Cox reports that 297 megawatts worth of utility-scale solar power projects were built in the country in the first three months of the year. That is more than twice the 122 megawatts built in the first quarter of 2012.
However, it was well below the 794 megawatts installed in the fourth quarter of 2012, which was the largest quarter ever for the industry.
Still, Cox writes:
Because the first quarter of each year historically has the least capacity installed of any quarter, the strong first quarter of 2013 may indicate a banner year for solar PV (photo-voltaic). Solar PV installations have grown tremendously in recent years, with a 111% gain between 2012 and 2011, and a 210% gain between 2011 and 2010. At the end of the first quarter of 2013, the U.S. had 3,433 MW of operating grid-connected solar PV capacity, with an additional 28,072 MW planned.
N.C. holds place
According to the figures SNL has compiled, North Carolina remains in fifth place in the nation (where it ended last year) with 245 megawatts of installed capacity. That’s behind California (1,353 megawatts), Arizona (761 megawatts), New Jersey (288 megawatt) and Nevada (270 megawatts).
Florida is a couple of notches back, with 76 megawatts installed. But the state has 1,262 megawatts worth of new projects proposed or in some stage of development or construction. That includes a 400-megawatt, $1.5 billion solar project in an advanced-development stage, SNL says.
North Carolina, meanwhile, has 1,102 megawatts announced or in some stage of development, the largest being a couple of 100-megawatt projects (75 megawatts of alternative current) proposed by Strata Solar of Chapel Hill.

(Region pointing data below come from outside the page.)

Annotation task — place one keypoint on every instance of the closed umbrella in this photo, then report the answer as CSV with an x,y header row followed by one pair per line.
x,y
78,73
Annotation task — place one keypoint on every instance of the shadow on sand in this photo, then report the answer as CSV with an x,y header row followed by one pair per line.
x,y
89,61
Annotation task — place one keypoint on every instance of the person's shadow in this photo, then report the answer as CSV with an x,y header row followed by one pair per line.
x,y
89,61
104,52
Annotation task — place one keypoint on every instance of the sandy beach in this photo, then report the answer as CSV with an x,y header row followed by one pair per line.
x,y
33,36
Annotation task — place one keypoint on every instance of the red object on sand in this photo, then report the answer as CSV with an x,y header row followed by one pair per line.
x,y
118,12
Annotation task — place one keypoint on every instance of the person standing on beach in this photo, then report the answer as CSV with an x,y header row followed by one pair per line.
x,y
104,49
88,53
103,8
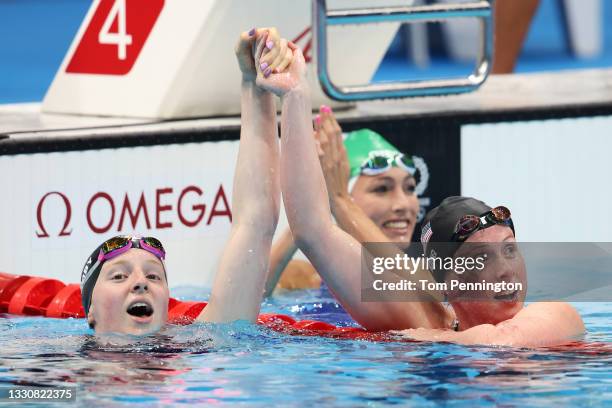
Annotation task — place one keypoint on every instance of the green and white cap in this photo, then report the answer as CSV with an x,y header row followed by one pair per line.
x,y
360,146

If all the currently planned projects in both states are built — actually an unlikely scenario since projects tend to fall by the wayside in development — the states would be in a dead heat with N.C. having 1,347 megawatts of installed capacity and Florida having 1,338.
“The flurry of development in North Carolina may be driven by the lack of wind resources combined with the state’s (renewable energy portfolio standard) and standard offer contracts” that utilities proffer for projects 5 megawatts and under, Cox writes.
Those standard offer contracts are why projects in North Carolina tend to be smaller. According to many in the industry, the challenge for North Carolina now is for solar developers to find a way to get past the 5-megawatt level and build larger projects. A few have been built under contracts to large companies. Apple Inc.’s (NYSE:AAPL) 20-megawatt solar farm at its Maiden data center is an example of such an arrangement.
Only Duke Energy Renewables, a commercial subsidiary of Duke Energy Corp. (NYSE:DUK), has to-date built a project larger than 5 megawatts — the 12.5 megawatt first phase of its White Post Solar farm finished late last year in Eastern North Carolina. Duke Renewables has a long-term power purchase agreement for that project — no private developers in the state build solar farms without such an agreement.
Several companies are planning larger projects. Strata Solar has plans for several 20-megawatt projects in addition to its largest farms. SunEnergy1 in Mooresville, which was Duke’s contractor for White Post, has a couple of 20-megawatt projects it is developing itself, and Cornelius-based O2Energies also has a planned 20-megawatt project.
If North Carolina is going to stay in the lead in the Southeast, larger projects by these and other developers are going to have to become more common in the state.